DCOTSS

There is a compelling need for an intensive study of convective impacts on the summer stratosphere over North America. Each summer the North American Monsoon Anticyclone (NAMA) dominates the circulation of the North-Western Hemisphere and acts to partially confine and isolate air from the surrounding atmosphere. Strong convective storms in the NAMA regularly penetrate deep into the lower stratosphere (LS), with some ascending above 20 km (~450 K potential temperature). The uniqueness of the NAMA region is most easily seen in satellite measurements of water vapor, which show a large enhancement in the LS over North America not seen either in magnitude or at such high latitudes elsewhere around the globe. But the coupling of tropopause-penetrating convection with large-scale monsoonal motion is poorly understood, as is the impact of convection on the chemical composition of the LS, both in monsoon regions and in the global stratosphere, which receives inputs of moist and polluted monsoon air from the NAMA. The Dynamics and Chemistry of the Summer Stratosphere (DCOTSS) project directly addresses this knowledge gap.

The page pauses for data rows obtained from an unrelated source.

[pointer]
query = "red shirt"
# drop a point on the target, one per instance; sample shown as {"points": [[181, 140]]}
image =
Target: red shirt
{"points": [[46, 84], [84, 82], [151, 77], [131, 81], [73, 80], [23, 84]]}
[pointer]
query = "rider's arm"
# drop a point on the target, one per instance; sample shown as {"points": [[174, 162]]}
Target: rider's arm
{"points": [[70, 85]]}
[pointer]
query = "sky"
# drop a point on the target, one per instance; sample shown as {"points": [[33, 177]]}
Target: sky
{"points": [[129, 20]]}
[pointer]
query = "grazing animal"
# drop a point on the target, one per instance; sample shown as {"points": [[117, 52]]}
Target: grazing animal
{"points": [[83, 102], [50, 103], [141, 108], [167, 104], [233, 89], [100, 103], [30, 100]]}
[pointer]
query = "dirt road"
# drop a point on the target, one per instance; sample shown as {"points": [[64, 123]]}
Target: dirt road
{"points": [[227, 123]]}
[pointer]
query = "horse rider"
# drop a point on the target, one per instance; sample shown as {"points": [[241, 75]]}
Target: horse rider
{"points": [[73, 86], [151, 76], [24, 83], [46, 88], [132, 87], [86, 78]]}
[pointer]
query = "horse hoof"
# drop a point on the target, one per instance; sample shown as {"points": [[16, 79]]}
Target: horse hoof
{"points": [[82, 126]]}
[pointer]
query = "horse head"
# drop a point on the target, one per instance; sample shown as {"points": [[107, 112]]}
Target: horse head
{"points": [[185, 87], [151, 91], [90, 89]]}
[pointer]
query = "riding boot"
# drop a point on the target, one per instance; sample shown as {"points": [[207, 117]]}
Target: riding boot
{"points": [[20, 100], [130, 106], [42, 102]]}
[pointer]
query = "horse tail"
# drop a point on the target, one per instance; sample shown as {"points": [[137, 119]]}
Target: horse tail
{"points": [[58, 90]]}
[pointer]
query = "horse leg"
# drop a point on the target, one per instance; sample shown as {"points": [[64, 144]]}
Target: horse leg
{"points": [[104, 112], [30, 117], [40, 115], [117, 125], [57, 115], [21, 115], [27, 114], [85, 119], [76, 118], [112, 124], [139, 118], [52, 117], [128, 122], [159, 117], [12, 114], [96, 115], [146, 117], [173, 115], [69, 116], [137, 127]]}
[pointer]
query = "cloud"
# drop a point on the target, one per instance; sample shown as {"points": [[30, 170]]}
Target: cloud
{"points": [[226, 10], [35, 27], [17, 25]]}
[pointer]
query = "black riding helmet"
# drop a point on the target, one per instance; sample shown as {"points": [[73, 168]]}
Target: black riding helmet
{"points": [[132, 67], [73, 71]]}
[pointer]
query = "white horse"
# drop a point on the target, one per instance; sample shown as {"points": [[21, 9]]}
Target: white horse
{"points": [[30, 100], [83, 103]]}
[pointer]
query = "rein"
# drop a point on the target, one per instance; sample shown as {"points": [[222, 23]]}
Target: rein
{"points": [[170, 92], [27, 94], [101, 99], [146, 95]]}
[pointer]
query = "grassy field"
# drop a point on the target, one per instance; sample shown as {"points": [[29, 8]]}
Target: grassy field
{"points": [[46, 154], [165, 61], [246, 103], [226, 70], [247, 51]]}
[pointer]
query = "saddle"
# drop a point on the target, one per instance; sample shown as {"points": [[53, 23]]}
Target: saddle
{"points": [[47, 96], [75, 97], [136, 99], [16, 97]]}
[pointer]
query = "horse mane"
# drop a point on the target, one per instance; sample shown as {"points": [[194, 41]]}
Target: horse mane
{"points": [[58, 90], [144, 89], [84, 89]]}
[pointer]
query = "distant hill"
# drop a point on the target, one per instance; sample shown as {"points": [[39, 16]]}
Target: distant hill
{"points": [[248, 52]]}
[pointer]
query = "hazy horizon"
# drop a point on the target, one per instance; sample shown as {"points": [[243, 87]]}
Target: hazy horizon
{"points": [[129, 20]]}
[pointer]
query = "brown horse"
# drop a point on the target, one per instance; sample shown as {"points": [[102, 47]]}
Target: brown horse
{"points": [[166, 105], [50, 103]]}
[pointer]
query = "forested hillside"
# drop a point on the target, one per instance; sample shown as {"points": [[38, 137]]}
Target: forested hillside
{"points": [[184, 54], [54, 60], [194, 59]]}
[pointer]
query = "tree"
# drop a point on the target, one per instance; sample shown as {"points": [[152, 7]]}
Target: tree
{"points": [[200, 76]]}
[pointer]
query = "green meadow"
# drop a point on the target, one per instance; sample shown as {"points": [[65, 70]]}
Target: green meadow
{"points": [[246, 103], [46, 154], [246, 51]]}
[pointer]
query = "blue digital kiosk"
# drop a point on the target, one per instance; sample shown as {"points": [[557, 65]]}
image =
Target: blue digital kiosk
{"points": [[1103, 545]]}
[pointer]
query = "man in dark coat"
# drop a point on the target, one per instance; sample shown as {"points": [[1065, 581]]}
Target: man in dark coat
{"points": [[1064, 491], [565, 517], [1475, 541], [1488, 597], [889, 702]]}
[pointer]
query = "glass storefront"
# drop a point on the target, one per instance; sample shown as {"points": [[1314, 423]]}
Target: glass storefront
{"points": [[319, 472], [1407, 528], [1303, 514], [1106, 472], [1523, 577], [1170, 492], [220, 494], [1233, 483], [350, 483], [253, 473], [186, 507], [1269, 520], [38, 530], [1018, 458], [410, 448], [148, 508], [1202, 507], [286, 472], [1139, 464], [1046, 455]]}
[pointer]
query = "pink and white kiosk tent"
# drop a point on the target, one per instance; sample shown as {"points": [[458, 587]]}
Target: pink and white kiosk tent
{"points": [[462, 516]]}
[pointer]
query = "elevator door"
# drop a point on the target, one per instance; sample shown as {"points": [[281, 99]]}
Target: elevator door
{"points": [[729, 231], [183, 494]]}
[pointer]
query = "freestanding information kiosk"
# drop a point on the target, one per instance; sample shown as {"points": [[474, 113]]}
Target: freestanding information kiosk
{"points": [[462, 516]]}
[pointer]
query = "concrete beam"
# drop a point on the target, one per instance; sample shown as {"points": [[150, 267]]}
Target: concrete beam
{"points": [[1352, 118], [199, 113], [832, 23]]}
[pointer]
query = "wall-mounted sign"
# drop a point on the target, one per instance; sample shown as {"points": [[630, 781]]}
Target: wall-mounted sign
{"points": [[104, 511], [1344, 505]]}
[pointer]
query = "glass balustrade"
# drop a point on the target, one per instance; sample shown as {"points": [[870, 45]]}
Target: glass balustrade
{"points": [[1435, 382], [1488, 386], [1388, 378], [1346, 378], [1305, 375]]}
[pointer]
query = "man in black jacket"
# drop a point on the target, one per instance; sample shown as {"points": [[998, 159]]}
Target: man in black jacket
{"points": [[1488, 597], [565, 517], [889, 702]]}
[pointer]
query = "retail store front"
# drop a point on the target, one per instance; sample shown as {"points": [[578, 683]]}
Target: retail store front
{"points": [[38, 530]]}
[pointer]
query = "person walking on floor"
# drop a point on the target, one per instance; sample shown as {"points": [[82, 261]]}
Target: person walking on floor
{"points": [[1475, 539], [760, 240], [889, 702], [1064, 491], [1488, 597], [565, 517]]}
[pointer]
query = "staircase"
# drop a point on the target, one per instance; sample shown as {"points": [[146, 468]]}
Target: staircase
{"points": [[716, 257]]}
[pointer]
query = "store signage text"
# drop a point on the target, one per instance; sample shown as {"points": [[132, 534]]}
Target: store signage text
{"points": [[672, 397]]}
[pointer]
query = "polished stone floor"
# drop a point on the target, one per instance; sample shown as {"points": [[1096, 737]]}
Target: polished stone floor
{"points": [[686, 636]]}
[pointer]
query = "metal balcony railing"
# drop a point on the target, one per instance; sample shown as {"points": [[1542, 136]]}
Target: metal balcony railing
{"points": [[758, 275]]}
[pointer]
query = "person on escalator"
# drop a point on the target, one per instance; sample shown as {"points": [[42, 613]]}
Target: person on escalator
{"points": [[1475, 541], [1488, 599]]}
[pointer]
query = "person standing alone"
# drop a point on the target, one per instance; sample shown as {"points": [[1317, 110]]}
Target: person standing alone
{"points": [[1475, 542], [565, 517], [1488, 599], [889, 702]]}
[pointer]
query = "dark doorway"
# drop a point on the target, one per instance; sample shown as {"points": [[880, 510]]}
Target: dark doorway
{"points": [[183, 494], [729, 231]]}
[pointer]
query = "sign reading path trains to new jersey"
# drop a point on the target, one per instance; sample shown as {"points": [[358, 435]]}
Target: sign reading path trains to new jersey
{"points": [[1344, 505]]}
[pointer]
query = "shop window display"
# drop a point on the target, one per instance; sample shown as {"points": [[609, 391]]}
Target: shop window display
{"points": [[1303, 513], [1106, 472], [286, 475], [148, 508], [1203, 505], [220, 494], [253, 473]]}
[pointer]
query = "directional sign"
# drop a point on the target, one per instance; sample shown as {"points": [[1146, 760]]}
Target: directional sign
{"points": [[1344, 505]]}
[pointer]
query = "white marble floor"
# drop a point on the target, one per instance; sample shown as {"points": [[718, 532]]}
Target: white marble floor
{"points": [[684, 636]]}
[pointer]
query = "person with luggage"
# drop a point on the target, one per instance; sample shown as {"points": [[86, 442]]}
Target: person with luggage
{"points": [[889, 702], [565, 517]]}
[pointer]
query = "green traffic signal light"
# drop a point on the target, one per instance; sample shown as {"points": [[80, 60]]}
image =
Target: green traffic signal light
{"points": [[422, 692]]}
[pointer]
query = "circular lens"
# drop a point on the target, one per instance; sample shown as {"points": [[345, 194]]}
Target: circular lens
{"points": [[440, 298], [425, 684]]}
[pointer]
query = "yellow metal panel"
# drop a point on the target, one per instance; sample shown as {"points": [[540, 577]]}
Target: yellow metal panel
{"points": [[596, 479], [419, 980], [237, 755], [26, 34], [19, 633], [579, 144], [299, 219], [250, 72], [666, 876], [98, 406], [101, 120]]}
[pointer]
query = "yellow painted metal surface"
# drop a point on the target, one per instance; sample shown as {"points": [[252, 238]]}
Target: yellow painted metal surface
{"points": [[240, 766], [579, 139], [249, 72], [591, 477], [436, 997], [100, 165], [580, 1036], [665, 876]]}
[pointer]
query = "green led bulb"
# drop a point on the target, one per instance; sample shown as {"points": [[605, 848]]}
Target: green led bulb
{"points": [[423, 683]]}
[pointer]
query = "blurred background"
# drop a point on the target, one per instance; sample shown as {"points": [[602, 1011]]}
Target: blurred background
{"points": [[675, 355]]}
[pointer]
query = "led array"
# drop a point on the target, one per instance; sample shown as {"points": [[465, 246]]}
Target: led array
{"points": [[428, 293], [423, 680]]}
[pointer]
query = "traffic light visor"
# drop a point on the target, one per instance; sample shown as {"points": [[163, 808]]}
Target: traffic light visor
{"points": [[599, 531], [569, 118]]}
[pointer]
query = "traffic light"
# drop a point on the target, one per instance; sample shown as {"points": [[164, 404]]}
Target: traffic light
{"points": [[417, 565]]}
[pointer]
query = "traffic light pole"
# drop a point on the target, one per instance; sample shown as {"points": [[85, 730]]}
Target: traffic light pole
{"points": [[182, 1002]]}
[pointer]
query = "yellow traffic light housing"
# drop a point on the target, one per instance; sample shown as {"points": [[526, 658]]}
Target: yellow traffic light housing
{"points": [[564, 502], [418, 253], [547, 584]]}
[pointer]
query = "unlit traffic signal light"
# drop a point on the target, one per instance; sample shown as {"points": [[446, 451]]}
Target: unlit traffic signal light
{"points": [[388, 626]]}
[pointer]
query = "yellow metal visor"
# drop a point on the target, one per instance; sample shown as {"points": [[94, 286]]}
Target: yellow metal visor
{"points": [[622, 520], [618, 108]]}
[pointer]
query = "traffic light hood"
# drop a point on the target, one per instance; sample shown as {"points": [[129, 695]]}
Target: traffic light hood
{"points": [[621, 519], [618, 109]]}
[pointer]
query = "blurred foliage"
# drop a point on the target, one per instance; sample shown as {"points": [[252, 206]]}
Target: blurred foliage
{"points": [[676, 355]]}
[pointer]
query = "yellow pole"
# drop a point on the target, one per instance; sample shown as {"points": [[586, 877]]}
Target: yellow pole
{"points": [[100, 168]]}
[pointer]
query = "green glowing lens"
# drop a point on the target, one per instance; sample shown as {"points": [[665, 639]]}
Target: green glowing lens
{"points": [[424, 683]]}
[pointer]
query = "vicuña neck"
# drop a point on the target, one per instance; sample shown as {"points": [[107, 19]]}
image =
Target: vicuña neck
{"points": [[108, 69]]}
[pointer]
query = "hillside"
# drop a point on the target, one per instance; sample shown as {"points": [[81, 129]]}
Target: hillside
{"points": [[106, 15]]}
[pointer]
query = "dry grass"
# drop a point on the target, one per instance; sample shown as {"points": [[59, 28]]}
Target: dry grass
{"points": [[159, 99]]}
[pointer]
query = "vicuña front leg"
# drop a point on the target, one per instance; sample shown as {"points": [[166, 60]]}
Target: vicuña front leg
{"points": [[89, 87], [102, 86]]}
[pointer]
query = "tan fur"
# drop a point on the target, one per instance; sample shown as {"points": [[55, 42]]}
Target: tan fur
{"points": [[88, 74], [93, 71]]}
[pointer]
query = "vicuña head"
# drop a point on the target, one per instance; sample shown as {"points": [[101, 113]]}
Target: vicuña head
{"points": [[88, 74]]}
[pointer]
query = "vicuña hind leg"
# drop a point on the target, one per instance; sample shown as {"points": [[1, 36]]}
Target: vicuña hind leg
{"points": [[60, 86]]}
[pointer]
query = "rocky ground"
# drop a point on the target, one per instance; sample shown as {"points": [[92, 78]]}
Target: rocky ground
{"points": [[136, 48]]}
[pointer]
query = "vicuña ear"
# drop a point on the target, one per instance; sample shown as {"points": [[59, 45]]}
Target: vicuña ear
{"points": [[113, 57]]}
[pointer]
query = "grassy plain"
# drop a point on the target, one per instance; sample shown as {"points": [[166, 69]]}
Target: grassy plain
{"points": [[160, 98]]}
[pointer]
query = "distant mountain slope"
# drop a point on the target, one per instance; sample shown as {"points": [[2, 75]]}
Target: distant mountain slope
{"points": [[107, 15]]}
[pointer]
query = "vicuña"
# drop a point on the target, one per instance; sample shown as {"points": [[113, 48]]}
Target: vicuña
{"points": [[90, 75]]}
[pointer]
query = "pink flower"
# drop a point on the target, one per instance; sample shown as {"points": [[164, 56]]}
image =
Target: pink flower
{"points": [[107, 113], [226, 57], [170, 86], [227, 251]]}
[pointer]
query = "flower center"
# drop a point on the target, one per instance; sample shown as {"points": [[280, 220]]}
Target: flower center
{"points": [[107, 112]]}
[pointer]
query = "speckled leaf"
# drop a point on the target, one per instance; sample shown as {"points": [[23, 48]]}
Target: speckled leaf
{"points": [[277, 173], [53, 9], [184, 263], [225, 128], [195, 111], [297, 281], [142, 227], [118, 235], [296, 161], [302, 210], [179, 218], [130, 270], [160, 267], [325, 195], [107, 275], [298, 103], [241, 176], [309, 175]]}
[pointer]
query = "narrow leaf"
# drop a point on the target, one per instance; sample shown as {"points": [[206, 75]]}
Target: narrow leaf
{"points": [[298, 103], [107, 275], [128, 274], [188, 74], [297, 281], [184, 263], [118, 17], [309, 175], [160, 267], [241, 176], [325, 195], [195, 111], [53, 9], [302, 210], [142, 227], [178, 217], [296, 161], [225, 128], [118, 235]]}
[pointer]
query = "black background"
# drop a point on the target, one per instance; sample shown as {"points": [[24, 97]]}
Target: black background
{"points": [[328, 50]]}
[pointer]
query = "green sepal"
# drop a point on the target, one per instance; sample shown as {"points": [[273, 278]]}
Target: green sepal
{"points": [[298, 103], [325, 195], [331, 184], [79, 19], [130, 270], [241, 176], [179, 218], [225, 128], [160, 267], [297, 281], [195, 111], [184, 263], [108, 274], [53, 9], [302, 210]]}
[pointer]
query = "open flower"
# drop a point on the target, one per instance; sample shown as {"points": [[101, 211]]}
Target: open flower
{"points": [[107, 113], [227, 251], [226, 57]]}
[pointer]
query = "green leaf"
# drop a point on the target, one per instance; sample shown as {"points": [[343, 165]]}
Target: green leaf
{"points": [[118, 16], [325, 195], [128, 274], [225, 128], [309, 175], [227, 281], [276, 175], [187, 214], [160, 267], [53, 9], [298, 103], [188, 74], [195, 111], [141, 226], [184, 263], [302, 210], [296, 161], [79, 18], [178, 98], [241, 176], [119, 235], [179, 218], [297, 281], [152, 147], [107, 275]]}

The investigation overview is graphically depicted in Figure 1. The NASA ER-2 aircraft (B) was based out of Salina, Kansas (white star in Figure 1.1A) for two 7-week deployments. Flights targeted several different regions important to understanding the NAMA (A) including inflow regions (1), outflow regions (2) and several different types of convection including recent convection (3) and aged convection (4). During each flight that sampled convection, the ER-2 executed several vertical profiles and flew level transects through convective outflow (C) in order to fully characterize the plume as well as the surrounding background air.
 

DCOTSS Mission Concept

Figure 1

The DCOTSS instrument payload brought together twelve proven instruments for in situ measurements of important trace gases (AWAS, CAFÉ, HUPCRS, HOZ, HWV, UCATS, WI- ICOS), aerosols (PALMS, POPS), reactive species (HAL, CANOE), and meteorological parameters (MMS) necessary to answer the threshold and baseline questions. DCOTSS in situ measurements were complemented by the NEXRAD radar network, satellite data products (e.g. Aura-MLS, ACE- FTS, GOES) and operational modeling (e.g. TRAJ3D, NASA GMAO, NOAA GFS).

Schedule Summary: DCOTSS consisted of a 5-week test flight series and two, 7-week science deployments out of Salina, KS to cover the period from early to late summer. Science data were collected on all 31 DCOTSS flights, including test flights from Palmdale, CA and transit flights between Palmdale and Salina. All data from DCOTSS are now publicly available in the NASA Atmospheric Science Data Center archive. Ongoing data analysis and model efforts are underway to address the DCOTSS science questions, and a list of DCOTSS-related science publications is available.